Un colloque scientifique est organisé le 18 septembre 2026 pour analyser cette problématique et proposer des pistes de réflexion. Intitulé Déductibilité des pertes étrangères : 20 ans d'incertitude, cet événement réunira des juristes, des économistes et des représentants des administrations fiscales. L'objectif est d'éclairer les enjeux juridiques, économiques et politiques de cette question, tout en cherchant à établir des règles plus claires. Ce colloque s'inscrit dans le cadre des manifestations scientifiques de l'Université numérique juridique francophone (UNJF), un projet visant à diffuser les connaissances juridiques en France et dans les pays francophones.
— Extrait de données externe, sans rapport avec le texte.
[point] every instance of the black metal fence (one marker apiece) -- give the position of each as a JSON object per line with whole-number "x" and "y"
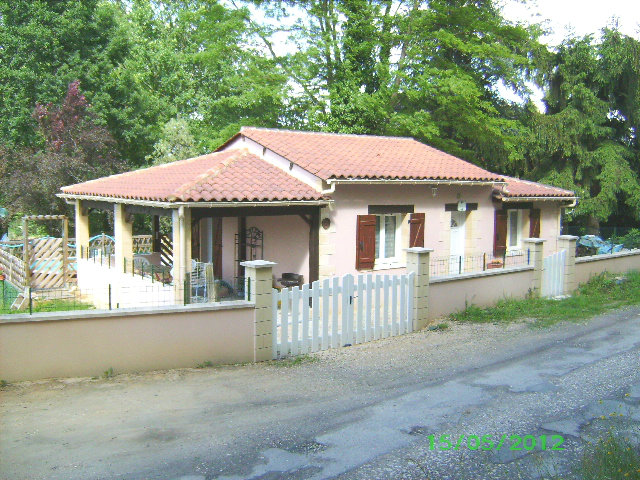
{"x": 459, "y": 264}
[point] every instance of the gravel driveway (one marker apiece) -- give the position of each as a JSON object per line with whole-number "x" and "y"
{"x": 363, "y": 412}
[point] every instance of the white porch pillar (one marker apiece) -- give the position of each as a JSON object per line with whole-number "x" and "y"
{"x": 82, "y": 230}
{"x": 181, "y": 250}
{"x": 123, "y": 232}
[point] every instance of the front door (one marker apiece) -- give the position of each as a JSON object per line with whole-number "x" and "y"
{"x": 456, "y": 252}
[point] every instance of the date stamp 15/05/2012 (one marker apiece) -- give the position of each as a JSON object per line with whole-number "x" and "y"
{"x": 497, "y": 443}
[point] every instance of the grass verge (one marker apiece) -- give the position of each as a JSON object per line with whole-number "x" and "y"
{"x": 602, "y": 293}
{"x": 611, "y": 458}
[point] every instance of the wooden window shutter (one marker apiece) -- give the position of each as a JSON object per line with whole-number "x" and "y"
{"x": 500, "y": 233}
{"x": 366, "y": 242}
{"x": 416, "y": 230}
{"x": 534, "y": 223}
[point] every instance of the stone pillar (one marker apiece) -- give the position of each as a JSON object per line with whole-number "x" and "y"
{"x": 568, "y": 243}
{"x": 418, "y": 263}
{"x": 327, "y": 244}
{"x": 258, "y": 274}
{"x": 123, "y": 233}
{"x": 82, "y": 230}
{"x": 535, "y": 247}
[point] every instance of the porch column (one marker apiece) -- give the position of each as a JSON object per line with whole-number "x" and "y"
{"x": 181, "y": 249}
{"x": 123, "y": 232}
{"x": 568, "y": 243}
{"x": 259, "y": 290}
{"x": 82, "y": 230}
{"x": 418, "y": 263}
{"x": 536, "y": 255}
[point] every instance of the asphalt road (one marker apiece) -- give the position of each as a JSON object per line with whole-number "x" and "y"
{"x": 374, "y": 411}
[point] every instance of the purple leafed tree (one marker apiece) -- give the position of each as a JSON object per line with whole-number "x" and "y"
{"x": 75, "y": 148}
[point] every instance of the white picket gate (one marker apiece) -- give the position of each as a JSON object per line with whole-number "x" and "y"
{"x": 553, "y": 275}
{"x": 338, "y": 311}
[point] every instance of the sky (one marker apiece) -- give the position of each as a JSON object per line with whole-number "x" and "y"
{"x": 571, "y": 17}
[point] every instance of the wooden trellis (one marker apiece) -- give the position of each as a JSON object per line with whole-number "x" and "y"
{"x": 52, "y": 266}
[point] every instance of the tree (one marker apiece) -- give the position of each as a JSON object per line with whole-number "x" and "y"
{"x": 587, "y": 140}
{"x": 424, "y": 69}
{"x": 75, "y": 149}
{"x": 175, "y": 143}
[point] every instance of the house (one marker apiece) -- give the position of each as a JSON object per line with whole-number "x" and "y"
{"x": 323, "y": 204}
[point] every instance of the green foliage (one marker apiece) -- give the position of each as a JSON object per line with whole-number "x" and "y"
{"x": 603, "y": 292}
{"x": 586, "y": 142}
{"x": 176, "y": 143}
{"x": 612, "y": 457}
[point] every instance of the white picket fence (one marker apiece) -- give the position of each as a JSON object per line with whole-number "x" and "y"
{"x": 340, "y": 311}
{"x": 553, "y": 275}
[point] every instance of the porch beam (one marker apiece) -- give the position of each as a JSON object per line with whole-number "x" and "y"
{"x": 155, "y": 211}
{"x": 253, "y": 211}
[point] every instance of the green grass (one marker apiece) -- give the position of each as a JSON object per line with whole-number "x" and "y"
{"x": 600, "y": 294}
{"x": 611, "y": 458}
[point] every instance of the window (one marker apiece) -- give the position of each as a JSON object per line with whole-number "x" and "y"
{"x": 387, "y": 238}
{"x": 514, "y": 230}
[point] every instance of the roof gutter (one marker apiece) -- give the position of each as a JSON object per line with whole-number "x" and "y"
{"x": 362, "y": 181}
{"x": 173, "y": 205}
{"x": 573, "y": 200}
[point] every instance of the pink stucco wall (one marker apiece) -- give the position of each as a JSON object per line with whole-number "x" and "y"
{"x": 354, "y": 200}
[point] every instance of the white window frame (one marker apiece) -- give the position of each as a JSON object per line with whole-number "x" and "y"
{"x": 517, "y": 249}
{"x": 390, "y": 262}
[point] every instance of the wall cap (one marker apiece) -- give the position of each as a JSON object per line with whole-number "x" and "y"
{"x": 418, "y": 250}
{"x": 258, "y": 264}
{"x": 122, "y": 312}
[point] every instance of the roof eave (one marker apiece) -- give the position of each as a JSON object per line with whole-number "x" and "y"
{"x": 165, "y": 204}
{"x": 414, "y": 181}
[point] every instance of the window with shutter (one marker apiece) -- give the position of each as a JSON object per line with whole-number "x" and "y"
{"x": 534, "y": 223}
{"x": 366, "y": 242}
{"x": 500, "y": 233}
{"x": 416, "y": 230}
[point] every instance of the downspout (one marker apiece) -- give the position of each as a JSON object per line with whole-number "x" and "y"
{"x": 183, "y": 243}
{"x": 330, "y": 191}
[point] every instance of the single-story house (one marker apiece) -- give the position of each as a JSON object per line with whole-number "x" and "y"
{"x": 324, "y": 204}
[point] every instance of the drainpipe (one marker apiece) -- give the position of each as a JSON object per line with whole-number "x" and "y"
{"x": 183, "y": 243}
{"x": 329, "y": 191}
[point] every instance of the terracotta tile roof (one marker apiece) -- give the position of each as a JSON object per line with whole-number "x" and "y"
{"x": 232, "y": 175}
{"x": 331, "y": 155}
{"x": 517, "y": 187}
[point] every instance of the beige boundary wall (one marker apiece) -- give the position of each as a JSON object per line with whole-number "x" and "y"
{"x": 587, "y": 267}
{"x": 449, "y": 295}
{"x": 87, "y": 343}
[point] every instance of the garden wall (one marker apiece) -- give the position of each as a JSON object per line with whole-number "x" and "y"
{"x": 88, "y": 343}
{"x": 452, "y": 294}
{"x": 621, "y": 262}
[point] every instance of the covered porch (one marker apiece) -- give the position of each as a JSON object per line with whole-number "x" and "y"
{"x": 199, "y": 259}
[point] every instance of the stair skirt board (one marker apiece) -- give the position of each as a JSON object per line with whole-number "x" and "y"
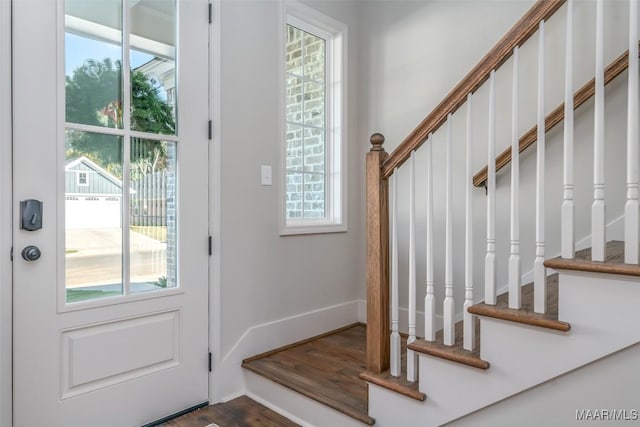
{"x": 293, "y": 405}
{"x": 602, "y": 309}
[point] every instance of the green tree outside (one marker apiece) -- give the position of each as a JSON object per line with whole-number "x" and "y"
{"x": 94, "y": 96}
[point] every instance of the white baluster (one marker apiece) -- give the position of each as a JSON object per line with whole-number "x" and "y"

La déductibilité des pertes étrangères a des conséquences directes sur l'économie française. D'une part, elle influence les décisions d'investissement des entreprises à l'étranger, car une règle trop restrictive pourrait décourager l'expansion internationale. D'autre part, elle impacte les recettes fiscales de l'État : une déductibilité large réduit les impôts perçus, tandis qu'une interdiction totale pourrait pénaliser les entreprises déjà fragilisées par des pertes à l'étranger. Selon les estimations, les pertes non déductibles pourraient représenter plusieurs milliards d'euros par an pour les finances publiques, mais aucune donnée précise n'est disponible dans l'article.
Plusieurs institutions jouent un rôle clé dans ce dossier. Le *Conseil national des universités* (CNU) et la *Conférence des doyens* des facultés de droit sont impliqués dans l'organisation de colloques et la production de rapports. L'administration fiscale française, représentée par la *Direction générale des finances publiques* (DGFiP), est en première ligne pour appliquer les règles en vigueur. Enfin, les entreprises et leurs conseils juridiques et fiscaux sont directement concernés, car ils doivent anticiper les risques liés à cette incertitude. Aucune décision politique récente n'est mentionnée dans l'article pour résoudre ce problème.